Dois dias e 600 km depois, o time encontrou as ruas de Pelotas acarpetadas de gente. Foi uma das maiores manifestações populares vistas na cidade, maior até que a visita de Getúlio Vargas, semanas antes. “Fiquei tão radiante com nossa proeza que não me dei o direito de ficar triste com a Copa”, diz Russomano, a quem os sentimentos de 1950 são eternos. Para o bem e para o mal.

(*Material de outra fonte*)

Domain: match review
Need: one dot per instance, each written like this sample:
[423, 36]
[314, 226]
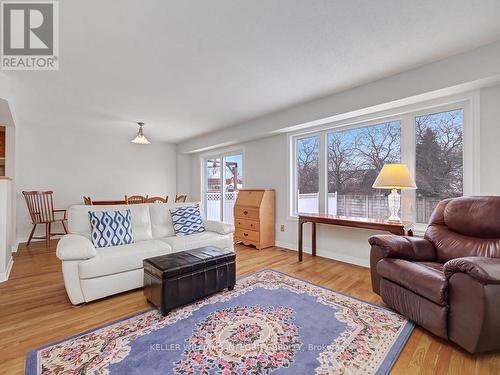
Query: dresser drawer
[246, 212]
[246, 224]
[246, 235]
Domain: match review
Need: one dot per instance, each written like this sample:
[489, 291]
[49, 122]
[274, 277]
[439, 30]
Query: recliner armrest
[218, 227]
[75, 247]
[403, 247]
[483, 269]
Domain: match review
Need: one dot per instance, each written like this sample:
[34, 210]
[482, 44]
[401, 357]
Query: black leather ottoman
[176, 279]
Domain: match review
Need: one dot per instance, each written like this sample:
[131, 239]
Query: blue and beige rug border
[384, 368]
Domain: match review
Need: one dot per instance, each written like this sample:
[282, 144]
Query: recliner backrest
[465, 226]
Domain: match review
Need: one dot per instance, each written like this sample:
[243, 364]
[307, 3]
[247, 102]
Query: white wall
[74, 164]
[266, 167]
[463, 72]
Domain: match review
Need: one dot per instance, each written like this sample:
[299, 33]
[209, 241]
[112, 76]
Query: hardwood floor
[34, 308]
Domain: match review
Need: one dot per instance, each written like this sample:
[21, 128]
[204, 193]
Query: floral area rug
[269, 323]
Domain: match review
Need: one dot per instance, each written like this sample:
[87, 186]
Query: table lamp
[394, 177]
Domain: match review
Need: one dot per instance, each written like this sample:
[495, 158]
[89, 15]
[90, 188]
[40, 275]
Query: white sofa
[91, 273]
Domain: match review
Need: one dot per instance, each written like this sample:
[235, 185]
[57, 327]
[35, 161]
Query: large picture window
[334, 168]
[308, 174]
[354, 159]
[439, 159]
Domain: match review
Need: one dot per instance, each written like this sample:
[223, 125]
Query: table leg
[300, 240]
[313, 239]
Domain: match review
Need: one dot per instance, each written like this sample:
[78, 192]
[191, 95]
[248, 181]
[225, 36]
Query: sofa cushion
[424, 278]
[182, 243]
[187, 220]
[161, 220]
[111, 228]
[111, 260]
[79, 223]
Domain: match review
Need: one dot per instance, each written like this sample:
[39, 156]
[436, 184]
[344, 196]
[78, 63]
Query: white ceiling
[188, 67]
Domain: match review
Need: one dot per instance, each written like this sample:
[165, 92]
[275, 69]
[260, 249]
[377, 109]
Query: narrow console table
[347, 221]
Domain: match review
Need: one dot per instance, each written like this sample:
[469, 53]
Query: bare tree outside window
[354, 159]
[439, 159]
[307, 150]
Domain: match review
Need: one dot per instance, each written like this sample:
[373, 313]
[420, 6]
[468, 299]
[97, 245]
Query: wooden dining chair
[41, 209]
[156, 200]
[180, 198]
[135, 199]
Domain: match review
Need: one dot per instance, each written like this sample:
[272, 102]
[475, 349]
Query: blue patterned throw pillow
[111, 228]
[187, 220]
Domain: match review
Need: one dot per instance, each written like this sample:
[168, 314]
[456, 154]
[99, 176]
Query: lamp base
[394, 200]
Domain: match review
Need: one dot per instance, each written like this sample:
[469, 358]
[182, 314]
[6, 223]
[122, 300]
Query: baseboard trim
[327, 254]
[4, 276]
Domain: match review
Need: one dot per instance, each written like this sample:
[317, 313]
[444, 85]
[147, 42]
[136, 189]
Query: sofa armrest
[75, 247]
[483, 269]
[218, 227]
[403, 247]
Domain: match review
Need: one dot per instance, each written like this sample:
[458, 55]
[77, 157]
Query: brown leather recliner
[449, 281]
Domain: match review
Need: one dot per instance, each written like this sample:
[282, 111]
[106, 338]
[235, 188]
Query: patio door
[223, 177]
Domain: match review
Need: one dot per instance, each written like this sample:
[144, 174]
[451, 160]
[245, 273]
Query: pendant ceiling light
[140, 139]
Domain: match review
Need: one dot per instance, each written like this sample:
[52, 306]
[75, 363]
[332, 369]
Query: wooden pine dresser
[254, 218]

Gol histórico foi marcado pelo tio do escudeiro de Felipão
O jogo caminhava para um empate em 1 a 1, o que já seria um senhor resultado para o Xavante, quando Darcy, autor do primeiro gol, foi derrubado na área uruguaia. O time inteiro olhou para Mortoza, cuja potência na perna direita lhe rendeu o apelido de Canhão da Baixada. Com a brisa do Rio da Prata a soprar no rosto, o ponteiro, que faria 26 anos no dia seguinte, correu e soltou um tiro seco. Se houvesse fotógrafo atrás das traves, Máspoli, o goleiro campeão da Copa, perigava ficar fora do quadro.
Apesar do momento único, balançar as redes pelo Xavante sempre foi uma rotina para Mortoza. Até a aposentadoria, em 1956, foram 224 gols, estatística que faz do ex-jogador o maior artilheiro da história do clube.
Morto em 1996, aos 72 anos, Darci Lopes da Cunha abriu uma linhagem de futebolistas pelotenses. O apelido, Mortoza, veio sob inspiração da vila natal do pai, João, um português que migrou para Pelotas na primeira metade do século passado.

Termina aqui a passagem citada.